You can use vRealize Suite Lifecycle Manager to enable multi-tenancy on premises on VMware Identity Manager 3.3.7 with vReallize Automation 8.x.

For vReallize Automation 8.x, multi-tenancy is enabled by default with tenant-in-host-name mode, as opposed to tenant-in-path mode.

With tenant-in-host-name mode, you must use a URL of the tenant's fully qualified domain name (FQDN) to access tenants. A load balancer URL or the VMware Identity Manager URL will not work. For example:

  • URL before multi-tenancy is enabled: https://load-balancer.vmwareidentity.com/SAAS/t/tenant1
  • URL after multi-tenancy is enabled: https://tenant1.vmwareidentity.com

Be prepared to re-register existing vRealize products after you enable multi-tenancy on the load-balanced VMware Identity Manager deployment.

The following figure illustrates valid URLs and invalid URLs.

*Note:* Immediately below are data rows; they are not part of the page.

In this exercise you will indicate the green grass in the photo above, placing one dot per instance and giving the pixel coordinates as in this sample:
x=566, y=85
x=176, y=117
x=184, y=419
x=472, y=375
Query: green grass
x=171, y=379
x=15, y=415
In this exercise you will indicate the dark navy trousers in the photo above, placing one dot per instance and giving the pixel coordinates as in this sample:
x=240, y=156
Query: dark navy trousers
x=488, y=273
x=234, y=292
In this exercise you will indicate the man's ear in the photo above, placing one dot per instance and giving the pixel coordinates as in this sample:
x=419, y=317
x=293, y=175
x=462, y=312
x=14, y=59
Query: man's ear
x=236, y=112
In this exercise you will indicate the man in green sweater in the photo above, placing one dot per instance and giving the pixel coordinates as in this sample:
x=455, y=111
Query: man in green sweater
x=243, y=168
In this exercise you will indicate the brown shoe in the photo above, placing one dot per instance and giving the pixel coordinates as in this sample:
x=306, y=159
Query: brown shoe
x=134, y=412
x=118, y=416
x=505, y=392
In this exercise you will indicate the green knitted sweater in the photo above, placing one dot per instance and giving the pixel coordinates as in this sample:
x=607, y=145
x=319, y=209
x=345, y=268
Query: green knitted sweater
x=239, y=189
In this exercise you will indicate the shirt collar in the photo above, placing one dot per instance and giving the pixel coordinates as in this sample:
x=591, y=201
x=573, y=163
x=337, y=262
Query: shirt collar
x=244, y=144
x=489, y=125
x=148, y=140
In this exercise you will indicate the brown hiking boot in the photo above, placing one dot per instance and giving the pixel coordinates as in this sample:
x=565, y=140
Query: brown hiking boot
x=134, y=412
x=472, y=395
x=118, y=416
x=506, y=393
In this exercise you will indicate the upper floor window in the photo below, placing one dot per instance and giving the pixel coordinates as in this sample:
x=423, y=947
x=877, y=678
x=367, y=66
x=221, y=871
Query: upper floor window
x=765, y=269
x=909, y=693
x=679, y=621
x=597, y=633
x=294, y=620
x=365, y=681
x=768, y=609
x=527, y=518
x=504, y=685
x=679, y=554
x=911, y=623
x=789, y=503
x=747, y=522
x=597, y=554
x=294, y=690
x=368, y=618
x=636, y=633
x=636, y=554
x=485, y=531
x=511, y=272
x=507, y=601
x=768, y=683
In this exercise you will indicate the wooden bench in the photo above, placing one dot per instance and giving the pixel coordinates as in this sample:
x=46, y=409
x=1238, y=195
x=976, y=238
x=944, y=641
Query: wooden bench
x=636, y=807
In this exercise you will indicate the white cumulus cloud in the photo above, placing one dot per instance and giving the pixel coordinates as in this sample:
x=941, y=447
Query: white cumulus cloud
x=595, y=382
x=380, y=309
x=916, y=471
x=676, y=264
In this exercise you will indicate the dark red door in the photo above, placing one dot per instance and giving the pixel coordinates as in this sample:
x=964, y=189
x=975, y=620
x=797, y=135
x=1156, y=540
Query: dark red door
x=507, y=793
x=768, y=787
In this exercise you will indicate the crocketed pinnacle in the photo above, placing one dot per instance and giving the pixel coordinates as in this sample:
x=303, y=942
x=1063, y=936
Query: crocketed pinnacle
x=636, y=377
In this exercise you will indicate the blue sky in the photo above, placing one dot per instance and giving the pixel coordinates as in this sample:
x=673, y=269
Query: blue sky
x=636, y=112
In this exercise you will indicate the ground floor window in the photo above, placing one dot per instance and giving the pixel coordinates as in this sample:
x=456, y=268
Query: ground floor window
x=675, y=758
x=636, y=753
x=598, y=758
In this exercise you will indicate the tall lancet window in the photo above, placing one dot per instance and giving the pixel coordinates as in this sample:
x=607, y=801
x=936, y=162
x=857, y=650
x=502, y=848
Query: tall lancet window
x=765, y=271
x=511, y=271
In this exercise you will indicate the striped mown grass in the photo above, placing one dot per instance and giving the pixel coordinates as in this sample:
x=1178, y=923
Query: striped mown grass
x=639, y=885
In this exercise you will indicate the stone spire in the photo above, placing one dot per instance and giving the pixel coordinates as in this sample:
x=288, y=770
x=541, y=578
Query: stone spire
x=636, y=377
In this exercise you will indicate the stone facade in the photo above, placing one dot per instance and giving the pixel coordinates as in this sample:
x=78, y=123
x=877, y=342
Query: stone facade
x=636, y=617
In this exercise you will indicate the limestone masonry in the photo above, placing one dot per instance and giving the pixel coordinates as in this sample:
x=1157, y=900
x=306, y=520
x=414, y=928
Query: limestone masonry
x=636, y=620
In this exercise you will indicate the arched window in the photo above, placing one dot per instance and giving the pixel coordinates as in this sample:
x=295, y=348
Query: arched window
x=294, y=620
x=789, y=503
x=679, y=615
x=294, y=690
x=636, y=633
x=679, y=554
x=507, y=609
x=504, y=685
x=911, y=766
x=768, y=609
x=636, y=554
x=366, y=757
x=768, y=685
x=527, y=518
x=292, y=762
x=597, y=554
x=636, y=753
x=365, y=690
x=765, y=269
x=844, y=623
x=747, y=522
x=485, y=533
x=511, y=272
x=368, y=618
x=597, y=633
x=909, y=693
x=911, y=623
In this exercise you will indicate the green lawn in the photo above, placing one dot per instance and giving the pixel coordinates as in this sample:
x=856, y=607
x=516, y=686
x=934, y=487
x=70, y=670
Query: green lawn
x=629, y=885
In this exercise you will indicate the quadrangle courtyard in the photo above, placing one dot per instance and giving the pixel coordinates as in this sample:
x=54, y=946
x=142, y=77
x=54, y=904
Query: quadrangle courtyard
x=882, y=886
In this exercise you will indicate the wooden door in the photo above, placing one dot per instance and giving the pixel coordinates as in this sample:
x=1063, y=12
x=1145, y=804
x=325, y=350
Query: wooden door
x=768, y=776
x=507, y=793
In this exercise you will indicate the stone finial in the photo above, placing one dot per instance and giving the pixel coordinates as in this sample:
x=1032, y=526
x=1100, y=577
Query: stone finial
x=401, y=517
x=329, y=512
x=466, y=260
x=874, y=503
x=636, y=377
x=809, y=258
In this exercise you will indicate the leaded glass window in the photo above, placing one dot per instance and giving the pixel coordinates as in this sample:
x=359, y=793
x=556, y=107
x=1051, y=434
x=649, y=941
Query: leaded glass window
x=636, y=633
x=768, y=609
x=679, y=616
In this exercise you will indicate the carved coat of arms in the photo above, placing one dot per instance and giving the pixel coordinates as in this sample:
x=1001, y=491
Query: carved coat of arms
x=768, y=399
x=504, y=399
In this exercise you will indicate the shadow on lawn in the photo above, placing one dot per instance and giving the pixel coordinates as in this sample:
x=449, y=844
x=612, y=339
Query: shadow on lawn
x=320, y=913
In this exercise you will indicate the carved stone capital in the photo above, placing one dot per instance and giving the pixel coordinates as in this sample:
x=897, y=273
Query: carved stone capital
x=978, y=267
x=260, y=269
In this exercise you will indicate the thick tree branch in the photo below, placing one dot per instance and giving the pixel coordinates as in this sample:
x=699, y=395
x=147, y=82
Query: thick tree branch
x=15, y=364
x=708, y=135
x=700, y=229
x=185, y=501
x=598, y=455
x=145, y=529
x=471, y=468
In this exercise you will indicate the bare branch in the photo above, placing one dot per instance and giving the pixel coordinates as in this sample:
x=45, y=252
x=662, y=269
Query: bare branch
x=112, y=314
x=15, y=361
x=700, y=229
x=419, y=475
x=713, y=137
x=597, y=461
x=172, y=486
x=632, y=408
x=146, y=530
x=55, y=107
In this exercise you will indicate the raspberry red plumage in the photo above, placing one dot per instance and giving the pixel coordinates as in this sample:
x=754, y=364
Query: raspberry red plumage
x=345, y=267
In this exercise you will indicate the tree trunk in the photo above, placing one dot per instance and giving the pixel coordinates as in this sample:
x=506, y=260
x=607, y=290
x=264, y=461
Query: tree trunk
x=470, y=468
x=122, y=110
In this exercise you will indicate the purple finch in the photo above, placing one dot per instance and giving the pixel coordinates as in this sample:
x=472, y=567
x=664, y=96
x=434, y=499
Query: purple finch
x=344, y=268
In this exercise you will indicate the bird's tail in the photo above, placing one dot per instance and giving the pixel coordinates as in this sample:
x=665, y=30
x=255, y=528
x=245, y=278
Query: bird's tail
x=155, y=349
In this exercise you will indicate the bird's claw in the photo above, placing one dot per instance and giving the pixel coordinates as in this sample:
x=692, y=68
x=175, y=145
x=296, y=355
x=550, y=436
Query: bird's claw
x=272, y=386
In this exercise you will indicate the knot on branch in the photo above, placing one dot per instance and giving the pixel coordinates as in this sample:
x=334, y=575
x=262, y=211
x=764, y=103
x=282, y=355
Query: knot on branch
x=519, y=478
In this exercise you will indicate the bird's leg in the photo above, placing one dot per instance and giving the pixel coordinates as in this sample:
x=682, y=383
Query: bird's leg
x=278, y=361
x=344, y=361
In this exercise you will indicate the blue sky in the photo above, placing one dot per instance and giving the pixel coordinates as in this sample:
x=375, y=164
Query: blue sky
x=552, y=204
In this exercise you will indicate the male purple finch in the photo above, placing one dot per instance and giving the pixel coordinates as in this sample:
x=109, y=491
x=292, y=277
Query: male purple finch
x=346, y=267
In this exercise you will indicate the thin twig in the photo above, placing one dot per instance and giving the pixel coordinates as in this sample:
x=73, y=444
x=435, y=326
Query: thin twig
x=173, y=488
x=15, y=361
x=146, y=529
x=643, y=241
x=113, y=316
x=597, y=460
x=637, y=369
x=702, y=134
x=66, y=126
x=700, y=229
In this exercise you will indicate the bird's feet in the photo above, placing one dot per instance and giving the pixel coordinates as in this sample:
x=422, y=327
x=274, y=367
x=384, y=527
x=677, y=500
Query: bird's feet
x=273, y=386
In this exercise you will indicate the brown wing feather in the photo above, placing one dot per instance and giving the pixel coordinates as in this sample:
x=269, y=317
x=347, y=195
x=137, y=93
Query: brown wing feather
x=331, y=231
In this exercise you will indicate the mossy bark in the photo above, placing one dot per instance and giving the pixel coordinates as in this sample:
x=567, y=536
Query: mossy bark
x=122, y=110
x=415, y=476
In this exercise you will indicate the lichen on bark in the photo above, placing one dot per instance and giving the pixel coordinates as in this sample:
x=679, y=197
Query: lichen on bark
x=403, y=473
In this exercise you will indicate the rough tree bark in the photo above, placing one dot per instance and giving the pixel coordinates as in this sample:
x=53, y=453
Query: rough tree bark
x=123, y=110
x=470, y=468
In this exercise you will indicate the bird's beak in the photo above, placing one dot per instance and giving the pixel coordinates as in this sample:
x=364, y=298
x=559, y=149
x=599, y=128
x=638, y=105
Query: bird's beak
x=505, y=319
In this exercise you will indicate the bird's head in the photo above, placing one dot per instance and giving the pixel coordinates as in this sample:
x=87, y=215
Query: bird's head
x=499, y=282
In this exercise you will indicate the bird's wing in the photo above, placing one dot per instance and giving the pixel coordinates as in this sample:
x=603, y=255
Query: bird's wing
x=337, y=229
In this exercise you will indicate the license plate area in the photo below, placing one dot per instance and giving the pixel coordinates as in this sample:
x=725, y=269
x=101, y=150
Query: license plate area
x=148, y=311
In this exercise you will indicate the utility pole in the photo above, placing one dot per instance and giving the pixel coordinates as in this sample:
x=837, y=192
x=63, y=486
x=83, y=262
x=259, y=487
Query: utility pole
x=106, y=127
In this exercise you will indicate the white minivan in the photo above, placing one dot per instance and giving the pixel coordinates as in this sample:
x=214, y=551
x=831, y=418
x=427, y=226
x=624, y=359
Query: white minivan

The figure also provides examples of load balancer and DNS configurations.

Figure 1. Example Tenant-In-Host Name Multi-Tenancy Deployment
VMware Identity Manager with VMware vRealize Automation using tenant-in-host name multi-tenancy

Prerequisites

Create the appropriate DNS entries:

Single Node or Clustered Action
For a single node VMware Identity Manager deployment Create DNS entries to resolve the fully qualified domain name for each tenant to the VMware Identity Manager IP address.
For a clustered VMware Identity Manager deployment Create DNS entries to resolve the fully qualified domain name for each tenant to the load balancer IP address.

Procedure

  • Use vRealize Suite Lifecycle Manager to enable multi-tenancy.

    See information about creating tenants in the vRealize Suite Lifecycle Installation, Upgrade, and Management Guide.

    Important: Adhere to the following guidelines when you enable multi-tenancy.
    • When configuring SSL certificates, the best practice is to use a wildcard Subject Alternative Name (SAN) certificate, preferably signed by a public Certificate Authority (CA). However, you can also use a self-signed certificate with a wildcard SAN.

      Ensure that the certificate includes fully qualified domain names as SANs for the load balancer, nodes, and default-tennat alias.

      Note: If you use a certificate without a wildcard SAN, perform the following steps as applicable.
      • Add all the tenant fully qualified domain names as SANs to the certificate.
      • Whenever you create a tenant, ensure that the new tenant FQDN is added as a SAN to the VMware Identity Manager certificate. A certificate update requires a restart of the Horizon service.
    • The following VMware Identity Manager Connector information applies.
      • For a child tenant, the connector does not appear by default on the Connectors page. The Connectors page in the VMware Identity Manager console lists a connector instance only after the enterprise directory is created using that connector instance.
      • Always perform domain join operations from the primary tenant.
      • If you choose to create an IWA directory for a different domain on the child tenant, use different external Windows connector instances.
        • The external connector instance activated against any child tenant is only used against that tenant.
        • The external connector instance activated against a primary tenant can be used across all the child tenants.
      • During the upgrade, the VMware Identity Manager service generates the cluster-hostname-conn-timestamp.enc file for all connector instances. The cluster-hostname-conn-timestamp.enc file contains embedded-connector configuration information.

What to do next

You must re-register the existing vRealize products, such as VMware vRealize Operations, VMware vRealize Automation, and VMware vRealize Log Insight with the primary-tenant alias fully qualified domain name. See the vRealize Suite Lifecycle Manager documentation.